We must cross them, the corpulent dyes
that untaint the moment from vain apprise.

 

 

 

D’où venons-nous?

Paul Gauguin (1897-98)

 

The Blue Beyond, as stone-faced as the sky,
gets darker the more light it sheds.
We are feeling’s orphans, used to bleak
entreaties.  The aureate arm that shields the squatter
and the bronze hands about a face tatter
regret from the guarded hush the meek
pearl within. If pain is as common as bread,
why not pluck, eat, then decry?
If we must gape from proscenium’s rim
to sway with stolen grief, yet our own
bury, then we can only gust our limbs
into gesture and drape our common
fate.  Words, lift on dead wings?
Would a grand maker dabble in this garden?
Must we always go to where we’ve been?

Ricardo Pau-Llosa was born in Havana, Cuba, in 1954. He fled Cuba with his family in 1960, and in 1971, he graduated from the Belén Jesuit Preparatory High School in Miami, Florida. He received a BA from Florida International University in 1974 and an MA from Florida Atlantic University in 1976.

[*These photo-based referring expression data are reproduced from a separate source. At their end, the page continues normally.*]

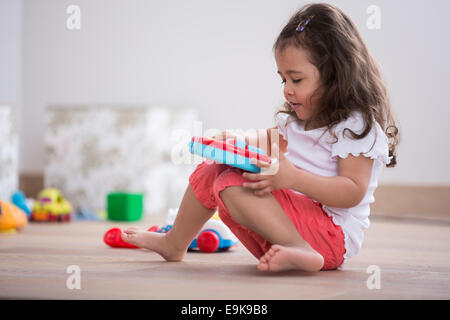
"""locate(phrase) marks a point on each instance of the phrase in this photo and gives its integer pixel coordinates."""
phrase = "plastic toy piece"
(208, 241)
(215, 236)
(124, 206)
(51, 206)
(113, 238)
(18, 199)
(232, 152)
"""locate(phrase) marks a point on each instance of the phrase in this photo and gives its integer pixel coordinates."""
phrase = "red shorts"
(308, 217)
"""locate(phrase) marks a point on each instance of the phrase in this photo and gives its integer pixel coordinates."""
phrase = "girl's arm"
(343, 191)
(282, 144)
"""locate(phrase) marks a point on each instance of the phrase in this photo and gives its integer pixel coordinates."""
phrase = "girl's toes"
(275, 248)
(263, 266)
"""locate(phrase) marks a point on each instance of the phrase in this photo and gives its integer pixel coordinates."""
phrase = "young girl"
(335, 128)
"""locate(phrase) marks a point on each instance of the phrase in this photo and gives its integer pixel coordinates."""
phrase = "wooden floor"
(413, 258)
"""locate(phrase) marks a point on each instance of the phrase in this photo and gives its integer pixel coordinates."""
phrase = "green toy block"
(123, 206)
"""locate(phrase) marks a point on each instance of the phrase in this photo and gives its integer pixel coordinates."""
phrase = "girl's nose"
(288, 91)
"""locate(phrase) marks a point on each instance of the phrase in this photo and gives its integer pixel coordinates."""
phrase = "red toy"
(232, 152)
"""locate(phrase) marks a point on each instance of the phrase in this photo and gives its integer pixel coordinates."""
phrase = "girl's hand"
(274, 176)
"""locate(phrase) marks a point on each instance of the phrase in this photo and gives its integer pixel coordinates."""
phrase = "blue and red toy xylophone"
(232, 152)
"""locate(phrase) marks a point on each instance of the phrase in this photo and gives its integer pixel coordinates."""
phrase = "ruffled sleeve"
(281, 121)
(374, 145)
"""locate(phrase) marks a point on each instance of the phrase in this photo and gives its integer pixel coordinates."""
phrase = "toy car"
(50, 205)
(232, 152)
(214, 236)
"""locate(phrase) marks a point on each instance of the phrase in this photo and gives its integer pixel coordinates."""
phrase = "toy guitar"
(232, 152)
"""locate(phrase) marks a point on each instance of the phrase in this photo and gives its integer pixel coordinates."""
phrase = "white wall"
(216, 56)
(10, 53)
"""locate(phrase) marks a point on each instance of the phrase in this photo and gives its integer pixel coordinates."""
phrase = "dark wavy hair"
(350, 78)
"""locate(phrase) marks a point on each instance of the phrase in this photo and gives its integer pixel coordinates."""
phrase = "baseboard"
(423, 202)
(418, 202)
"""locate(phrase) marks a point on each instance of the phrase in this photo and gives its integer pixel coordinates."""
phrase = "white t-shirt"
(320, 157)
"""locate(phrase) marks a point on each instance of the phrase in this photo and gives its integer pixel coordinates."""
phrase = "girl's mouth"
(295, 105)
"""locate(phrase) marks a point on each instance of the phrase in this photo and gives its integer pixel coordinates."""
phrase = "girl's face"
(301, 79)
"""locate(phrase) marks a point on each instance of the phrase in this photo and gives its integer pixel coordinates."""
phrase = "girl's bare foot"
(153, 241)
(280, 258)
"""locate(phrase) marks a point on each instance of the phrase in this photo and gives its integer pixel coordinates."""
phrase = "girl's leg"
(265, 216)
(192, 215)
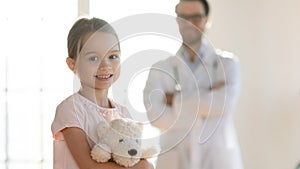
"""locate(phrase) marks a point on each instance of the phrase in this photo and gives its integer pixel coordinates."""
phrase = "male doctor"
(190, 97)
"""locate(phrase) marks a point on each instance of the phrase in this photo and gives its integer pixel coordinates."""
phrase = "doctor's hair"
(81, 28)
(204, 2)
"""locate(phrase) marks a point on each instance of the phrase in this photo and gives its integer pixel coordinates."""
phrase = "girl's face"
(98, 64)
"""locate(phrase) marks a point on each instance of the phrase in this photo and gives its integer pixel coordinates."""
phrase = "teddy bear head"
(119, 140)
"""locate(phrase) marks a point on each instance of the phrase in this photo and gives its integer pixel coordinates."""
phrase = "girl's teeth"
(103, 77)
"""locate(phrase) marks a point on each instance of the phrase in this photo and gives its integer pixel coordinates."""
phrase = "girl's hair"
(81, 28)
(204, 2)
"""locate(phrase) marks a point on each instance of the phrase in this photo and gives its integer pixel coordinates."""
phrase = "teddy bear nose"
(132, 152)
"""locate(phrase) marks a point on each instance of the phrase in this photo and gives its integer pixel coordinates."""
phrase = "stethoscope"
(177, 86)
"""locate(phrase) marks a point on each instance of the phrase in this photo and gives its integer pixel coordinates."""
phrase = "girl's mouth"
(104, 76)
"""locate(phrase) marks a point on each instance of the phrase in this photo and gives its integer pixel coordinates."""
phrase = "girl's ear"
(71, 63)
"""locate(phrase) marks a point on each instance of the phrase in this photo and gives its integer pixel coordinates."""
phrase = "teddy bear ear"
(102, 128)
(138, 123)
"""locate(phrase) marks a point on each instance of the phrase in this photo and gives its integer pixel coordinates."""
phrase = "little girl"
(94, 57)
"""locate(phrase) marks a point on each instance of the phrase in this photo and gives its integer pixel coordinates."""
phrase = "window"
(33, 78)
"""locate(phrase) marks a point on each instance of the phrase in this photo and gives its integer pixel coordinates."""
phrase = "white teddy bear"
(120, 140)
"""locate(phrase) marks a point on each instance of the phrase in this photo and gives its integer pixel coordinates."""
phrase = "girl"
(94, 57)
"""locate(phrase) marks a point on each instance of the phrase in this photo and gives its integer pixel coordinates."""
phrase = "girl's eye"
(113, 57)
(93, 58)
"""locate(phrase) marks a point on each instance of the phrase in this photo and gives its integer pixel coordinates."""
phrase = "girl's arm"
(80, 150)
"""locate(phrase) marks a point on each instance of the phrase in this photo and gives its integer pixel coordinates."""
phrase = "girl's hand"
(143, 164)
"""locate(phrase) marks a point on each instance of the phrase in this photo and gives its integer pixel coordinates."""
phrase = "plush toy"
(120, 140)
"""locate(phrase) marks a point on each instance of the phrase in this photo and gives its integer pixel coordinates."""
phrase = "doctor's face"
(191, 20)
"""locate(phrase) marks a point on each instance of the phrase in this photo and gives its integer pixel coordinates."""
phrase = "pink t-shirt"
(78, 111)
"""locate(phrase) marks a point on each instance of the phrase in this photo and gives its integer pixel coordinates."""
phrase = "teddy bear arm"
(150, 152)
(101, 153)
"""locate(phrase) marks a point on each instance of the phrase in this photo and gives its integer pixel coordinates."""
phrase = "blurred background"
(34, 77)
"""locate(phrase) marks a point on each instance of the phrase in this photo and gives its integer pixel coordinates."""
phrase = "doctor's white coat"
(197, 131)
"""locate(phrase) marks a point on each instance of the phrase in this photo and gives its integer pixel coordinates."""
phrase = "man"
(190, 97)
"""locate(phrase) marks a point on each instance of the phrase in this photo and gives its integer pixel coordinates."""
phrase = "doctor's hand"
(169, 98)
(218, 85)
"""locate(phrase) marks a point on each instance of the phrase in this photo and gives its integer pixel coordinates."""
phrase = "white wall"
(265, 36)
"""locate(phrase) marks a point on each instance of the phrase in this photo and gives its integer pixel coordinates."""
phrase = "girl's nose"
(105, 63)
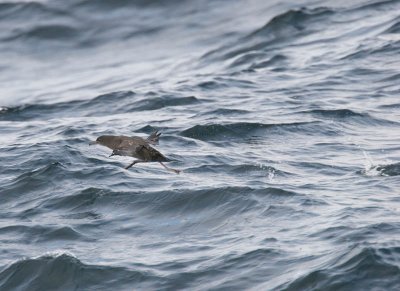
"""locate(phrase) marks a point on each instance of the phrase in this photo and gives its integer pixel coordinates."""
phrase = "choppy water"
(284, 117)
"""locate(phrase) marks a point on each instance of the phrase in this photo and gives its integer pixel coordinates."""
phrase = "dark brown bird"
(135, 146)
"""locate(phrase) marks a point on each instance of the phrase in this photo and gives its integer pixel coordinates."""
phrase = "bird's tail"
(153, 138)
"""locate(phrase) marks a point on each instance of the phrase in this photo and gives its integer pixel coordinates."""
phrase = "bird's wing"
(153, 138)
(130, 147)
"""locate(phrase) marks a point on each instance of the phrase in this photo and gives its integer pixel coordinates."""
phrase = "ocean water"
(284, 117)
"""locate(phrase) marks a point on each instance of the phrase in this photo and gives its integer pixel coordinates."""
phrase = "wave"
(47, 32)
(245, 129)
(360, 269)
(120, 102)
(66, 272)
(285, 26)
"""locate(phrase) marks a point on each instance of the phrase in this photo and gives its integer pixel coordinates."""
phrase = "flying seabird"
(135, 146)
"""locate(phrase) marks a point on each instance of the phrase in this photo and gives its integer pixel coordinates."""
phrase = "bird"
(135, 146)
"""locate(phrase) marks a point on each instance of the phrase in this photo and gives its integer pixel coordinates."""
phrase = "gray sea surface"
(284, 117)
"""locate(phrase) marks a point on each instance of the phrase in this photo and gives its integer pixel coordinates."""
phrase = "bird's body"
(135, 146)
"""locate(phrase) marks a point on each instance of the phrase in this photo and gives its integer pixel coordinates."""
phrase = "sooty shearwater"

Pau-Llosa’s first poetry collection, Sorting Metaphors (Anhinga Press, 1983), was selected by William Stafford as the first recipient of the Anhinga Poetry Prize. Richard Wilbur writes, “Ricardo Pau-Llosa’s remarkable first book is full of poems which, however surprising or dream-like, are consistently lucid expressions of mind and world.”

Pau-Llosa is also the author of Fleeing Actium (Carnegie Mellon University Press, 2023); Man (Carnegie Mellon University Press, 2014); Parable Hunter (Carnegie Mellon University Press, 2008); Cuba (Carnegie Mellon University Press, 1993), which was nominated for the Pulitzer Prize; and Bread of the Imagined (Bilingual Press, 1992), among others. Also a critic of Latin American and Cuban art, Pau-Llosa lives in Miami.